LA SELVA EN GALERÍA Al borde de los Esteros del Iberá se levantan relictos de selva altoparanaense, ya que la zona fue hace unos milenios el lecho del río Paraná.
“Por el curso del río llegaron las semillas de los árboles misioneros que conforman pequeñas islas de vegetación como ésta, rodeada de esteros por un lado y de verde sabana por el otro”, dice José Martin, un guía nacido en Colonia Pellegrini, mientras recorremos el sendero de interpretación del parque provincial.
El sendero mide 400 metros y es un microclima de selva en galería donde entra muy poca luz. A sus costados crece el ambiente del Chaco espinoso, cuya fauna se mezcla con la de la selva altoparanaense. Además, como en la zona hay mucha ganadería con perros, la fauna tiende a concentrarse en este lugar por sentirse protegida.
Avanzamos entre ejemplares de ibirá güirá (árbol de los pájaros en guaraní), palmeras caranday del Chaco espinoso y pindó de la selva misionera. La caranday suele crecer en grandes colonias en el borde del estero porque su fruto explota al caer y los animales no lo comen. Cuando llueve flotan y terminan en el borde de las lagunas, germinando al bajar el agua. El fruto de la palmera pindó sirve de alimento para los monos, pero el árbol no sobrevive allí donde haya vacas y caballos por no tener espinas.

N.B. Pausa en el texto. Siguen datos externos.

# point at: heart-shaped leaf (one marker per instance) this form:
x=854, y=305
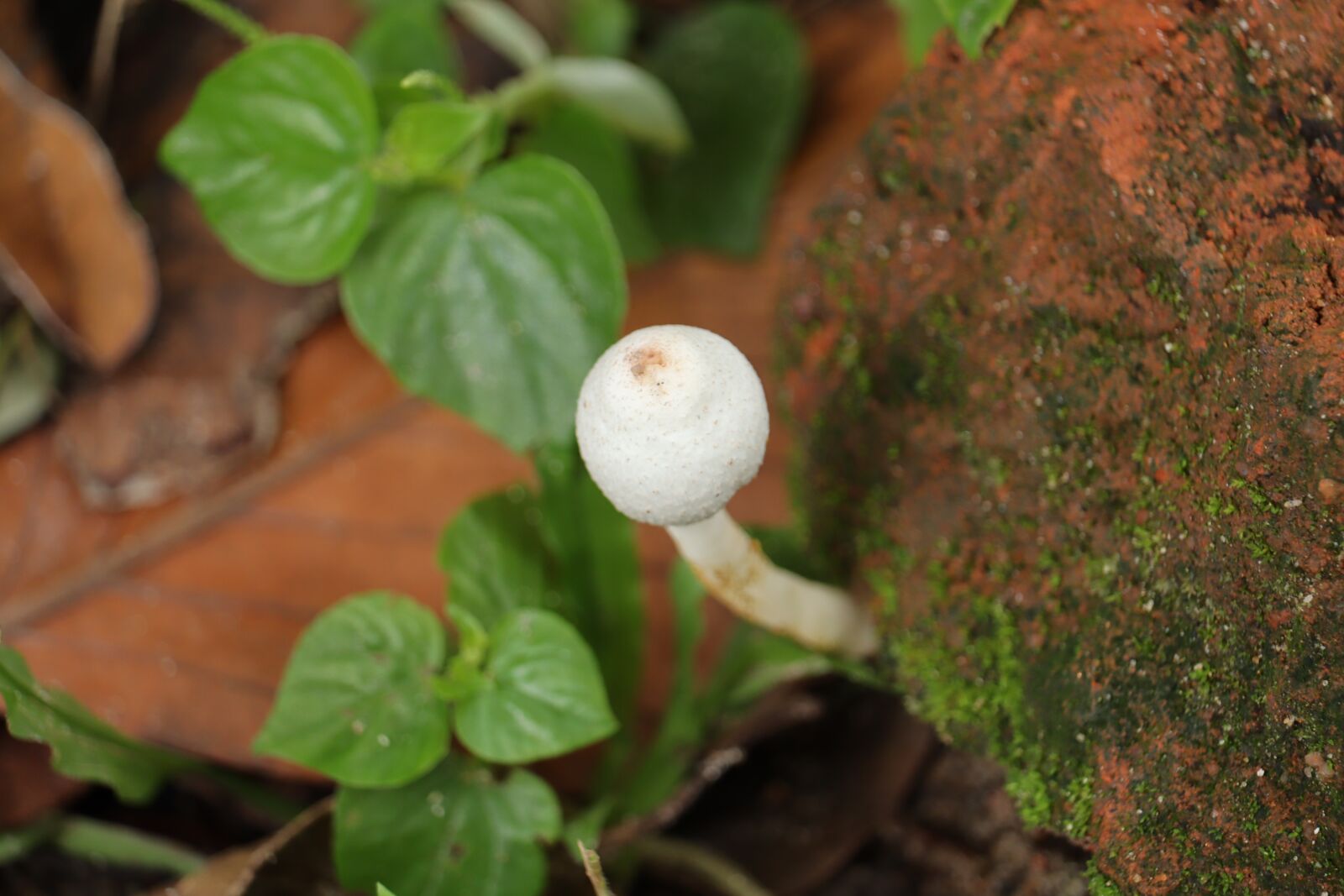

En el suelo aparece un ejército de hormigas rojas carnívoras: en tiempos de la caza furtiva, los cazadores que mataban un ciervo dejaban la cabeza arriba de un hormiguero y una semana después venían a retirar el cráneo limpio. La vista de lince de nuestro guía descubre las huellas de un aguará popé (osito lavador o zorro mano fría en guaraní), una especie de la familia del mapache.
José –que de chico jugaba en un monte parecido cerca de su rancho en medio del campo– parece disfrutar la caminata tanto como nosotros: “Ese árbol tiene muchos huéspedes, es decir, vegetación epífita a la que hace de soporte sin ser perjudicado. Ahí tiene bromelias que acumulan agua de lluvia todo el año y por eso siempre las rodean insectos, sapos y víboras”. El guía interrumpe su explicación y señala: “¡Shhhh… miren allá, ese ciervo pequeñito, es una corzuela”.
Al rato descubre a la familia de monos carayá aulladores que habita en este bosquecito, compuesta por un macho dominante y cuatro hembras con su cría. Casi no bajan de la copa de los árboles por seguridad y beben de las bromelias. Un mono viejo permite la presencia de otro macho como reaseguro de la continuidad de la especie. Pero suele ocurrir que los juveniles, al cumplir ocho años, expulsen al jefe del harén. Por eso éste se les adelanta y los echa antes de que sea demasiado tarde. También expulsan a los enfermos.
Años atrás, cuenta José, se introdujeron monos traídos de un centro de recría en un monte cercano. Pero hubo una guerra que terminó con la expulsión de uno de los grupos. El grave aullido de estos monos es una alarma del macho: la familia huye ante la llegada de intrusos.
A la salida del sendero nos topamos con una gata de monte con pintas negras, casi un yaguareté en miniatura, cuya aparición no es inusual porque está semidomesticada. Aunque no pierde su instinto salvaje: de repente se petrifica en posición de ataque, mide el salto y se abalanza con precisión milimétrica sobre un pobre pajarito pepitero verdoso posado en una rama a dos metros de altura.